Les services à la personne restent donc l’un des domaines privilégiés de l’action sociale. L’entreprise s’y intègre progressivement depuis environ huit ans, jurant sur l’honneur en mesurer les enjeux et la déontologie particulière à observer. Ainsi, les entreprises de services à la personne veulent un personnel qualifié, accédant à des formations, que ce soit par l’apprentissage au CFA créé par l’Institut des services à la personne (ISERP) ou par des stages de formation dispensés par un cabinet spécialisé. Mais de quel apport s’agit-il ? D’apprendre aux agents commerciaux comme aux responsables de services « à reformuler la demande du client en des termes professionnels, dès le premier contact avec le client. Souvent cette demande se réfère au modèle familial de réalisation et d’organisation des tâches, alors qu’il faut amener le client à discerner ce qu’une aide professionnelle va lui amener de différent, et comment en partant de là une réorganisation à l’intérieur de la sphère privée va pouvoir se faire pour le bien-être de chacun ». Le personnel sera, en outre, amené à ne pas « se laisser glisser sur le versant affectif. Cela passe par la valorisation en formation de toutes les tâches techniques (ménagères) et leur maîtrise, et partant de là, par la construction d’une identité professionnelle qui permette aux salariés de parler autrement de leur travail et d’en être fier… ». Ah ?
Membre du MEDEF — cf. son adresse électronique —, le SESP s’est créé en 1995 comme syndicat professionnel, avec pour vocation de défendre les créateurs des activités de services à la personne et de développer le secteur. Il propose conseils juridiques ou fiscaux, groupes d’échange entre adhérents, formation, lobbying auprès des pouvoirs publics et défense des intérêts des chefs d’entreprise.
Aujourd’hui, 150 entreprises en sont adhérentes, et il existe encore un fort potentiel de création d’entreprises et d’emploi, en particulier en Ile-de-France et dans les grandes agglomérations. S’adressant à la presse au mois de mars dernier, le SESP en présentait le profil à partir de deux questions : quelle exigence pose l’entrée des entreprises dans cette branche d’activités ? Quel est le profil d’un dirigeant d’entreprise de services à la personne ?
Devançant d’éventuelles exigences d’utilisateurs de services à la personne, le SESP rappelle l’existence, depuis août 1999, d’un dispositif agréé par l’État pour ces services, la certification Qualicert et, depuis septembre 2000, d’une norme AFNOR (Association française de normalisation) concernant les services d’aide à domicile. En outre, il s’attache à recruter du personnel déjà formé (DEAVS, CAFAD, BEP sanitaire et social, Bac Pro…) ou forme leur personnel de manière continue.
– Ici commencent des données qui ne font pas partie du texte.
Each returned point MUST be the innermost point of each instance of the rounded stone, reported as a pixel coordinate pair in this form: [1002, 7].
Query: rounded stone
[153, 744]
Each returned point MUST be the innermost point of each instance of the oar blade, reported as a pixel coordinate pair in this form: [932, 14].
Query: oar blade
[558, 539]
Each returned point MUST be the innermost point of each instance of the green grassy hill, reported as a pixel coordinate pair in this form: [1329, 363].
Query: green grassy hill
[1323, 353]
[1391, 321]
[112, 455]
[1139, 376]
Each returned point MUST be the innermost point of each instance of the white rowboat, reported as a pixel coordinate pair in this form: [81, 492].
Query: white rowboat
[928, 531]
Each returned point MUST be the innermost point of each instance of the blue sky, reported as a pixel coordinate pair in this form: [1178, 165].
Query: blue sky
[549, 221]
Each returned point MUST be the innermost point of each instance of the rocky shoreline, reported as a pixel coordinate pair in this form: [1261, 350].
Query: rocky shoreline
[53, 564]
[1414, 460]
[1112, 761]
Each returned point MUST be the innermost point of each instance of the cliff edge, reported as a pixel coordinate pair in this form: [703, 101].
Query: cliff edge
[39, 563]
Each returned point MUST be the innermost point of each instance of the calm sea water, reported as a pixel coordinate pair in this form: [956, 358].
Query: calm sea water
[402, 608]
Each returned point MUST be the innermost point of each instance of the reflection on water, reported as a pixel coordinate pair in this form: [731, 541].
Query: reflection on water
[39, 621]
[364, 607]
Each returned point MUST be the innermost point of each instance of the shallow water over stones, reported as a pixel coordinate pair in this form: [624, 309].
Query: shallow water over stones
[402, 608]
« L’entreprise fonctionne à la recherche d’une dynamique managériale dans une relation éthique et économique qui repose sur la relation humaine la plus qualitative, pour le client d’abord et pour l’entreprise elle-même ensuite : le professionnalisme de l’entreprise et le professionnalisme de la relation entreprise-client forment un tout », estime un dirigeant. Mais il s’agit bien aussi d’être rentable, de maîtriser gestion et management, production de biens ou de services courants. Ceux-ci se rapportant directement à la vie des personnes dans leur sphère privée, comment rationaliser cette activité ? Face à la concurrence, les sociétés de prestations n’auront d’autre choix que de travailler avec qualité et… flexibilité : « le client n’acceptera de payer un service plus cher que s’il y trouve un intérêt soit au niveau de la qualité soit au niveau de la souplesse du service proposé (choix des horaires, de la durée et de la fréquence). En faisant appel à une société, le client exige une organisation efficace, du personnel expérimenté et compétent et de l’encadrement », assurait, optimiste, un dirigeant lors de la conférence de presse du SESP. Les salariés devront donc être fortement disponibles, bien motivés, et disposer de savoir faire techniques et de belles qualités humaines. En contrepartie, leur rémunération sera « supérieure de 25 % aux normes de cette profession » ; ils seront embauchés en contrat de travail à durée indéterminée et auront « des primes liées à la satisfaction du client ».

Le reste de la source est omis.